Car batteries are the mighty power suppliers allowing us to start up an engine and then use it throughout the drive. It delivers power to all electric systems in a car, including dashboard elements, headlights and taillights as well as operating other electric items such as airbags or in modern vehicles, electrically assisted drive. Batteries are usually built using lead-acid compounds placed in six cells. Lead and lead oxide plates filled with an electrolyte such as diluted sulfuric acid creates the static field holding the power inside. In order to maintain a steady level of power while consumers draw out power, the battery is charged using the alternator – a generator powered by an accessories belt connected to the crankshaft pulley.
While, in perfect conditions, batteries should be able to go through unlimited charge and recharge cycles, outside factors such as wear and chemical reactions cause batteries to drain and store less and less power over time. Usually, a battery is supposed to be effective for 3 to 5 years. The lifespan of a battery highly depends on its usage; driving a car often and for prolonged periods of time will benefit the battery, allowing it to live longer. On the other hand, having the car parked for extended periods of time without running will cause the battery to lose efficiency, leading in the end to inability to start the car.
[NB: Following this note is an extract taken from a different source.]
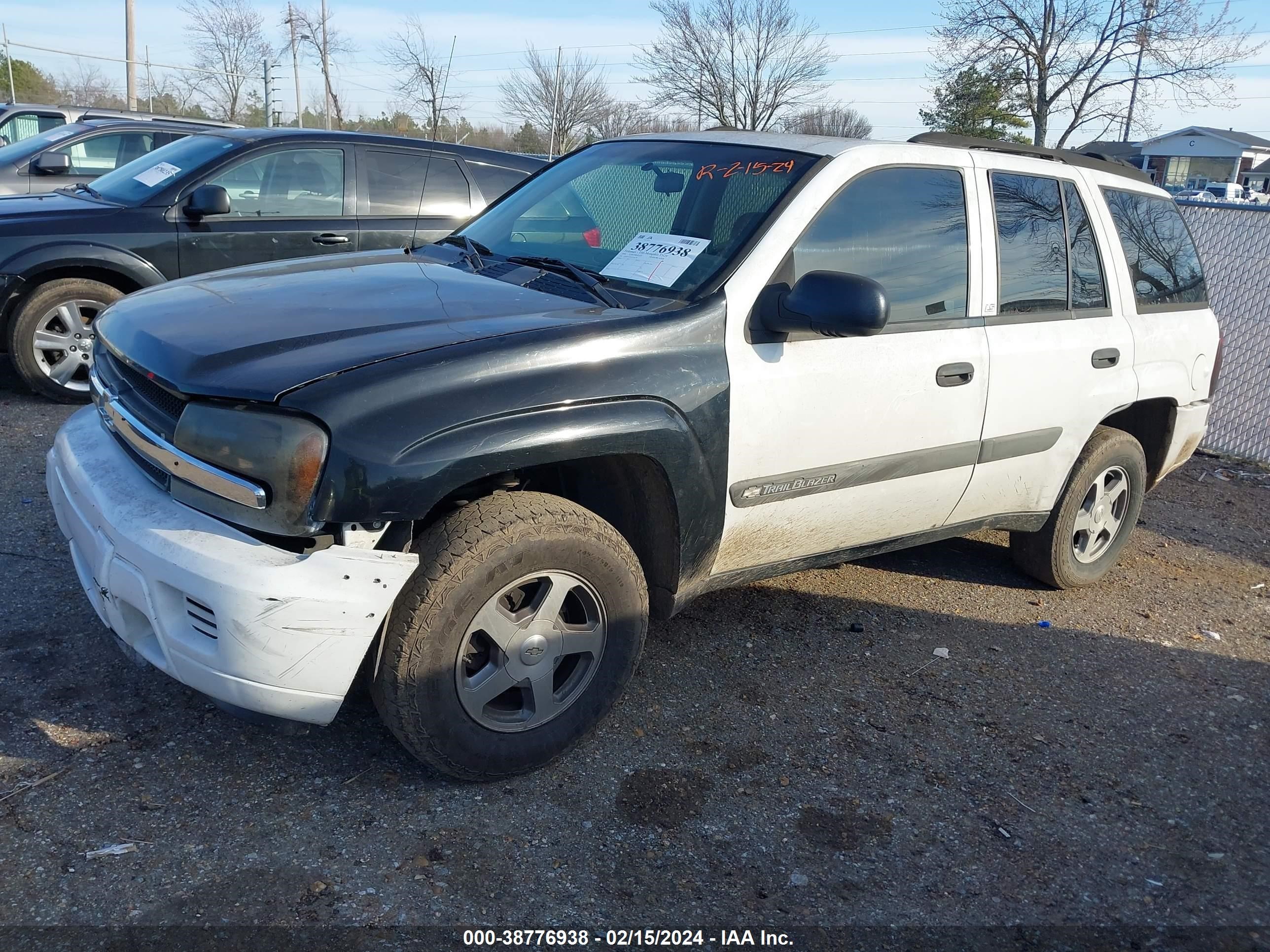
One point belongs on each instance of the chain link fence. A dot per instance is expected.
(1235, 247)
In order to figure out if a battery is failing, a few signs must be accounted for. Usually, the engine cranks slower than usual when the battery is draining. This happens as the starter cannot draw enough power from the battery to get the engine spinning. On other vehicles, a check engine light will glow on the dashboard when the battery is failing. While the check engine light usually goes on for more than one reason, it is best to firstly check the battery levels before anything else. When batteries tend to reach the end of their lifespan, corrosion starts to appear around the positive and negative posts as acid starts leaking out.
Finally, when the battery on your car has been running for three years, a yearly maintenance check should be performed to ensure it is still able to function at full capacity. Batteries can work well over three years without any problems, but also failure will happen at once after such a period of time.
Other elements that can cause a battery to fail and require replacement are improper charging from the alternator. The generator inside the alternator uses a voltage regulator to ensure it does not deliver more voltage to the battery than it actually needs. As with any other equipment, voltage regulators can fail or malfunction, thus delivering an increased voltage to the battery; such an accident may cause the battery to overload and physically inflate, rendering it useless.
Replacing a car battery can be done in an automotive service unit for a fairly low price, but it can also be done as a DIY (do it yourself) project. However, when time comes, changing a battery that released its acid to the outside is not recommended to be done by others than qualified personnel. Battery acid can rip clothes and seriously injure the skin, causing permanent damage.
In the end, one should be aware that even a battery lasted more than 6 years without any sign of damage, a change should be performed anyway as the battery is fairly old and unexpected damage may occur over night, leaving one in the impossibility of starting the car in the morning to go to work.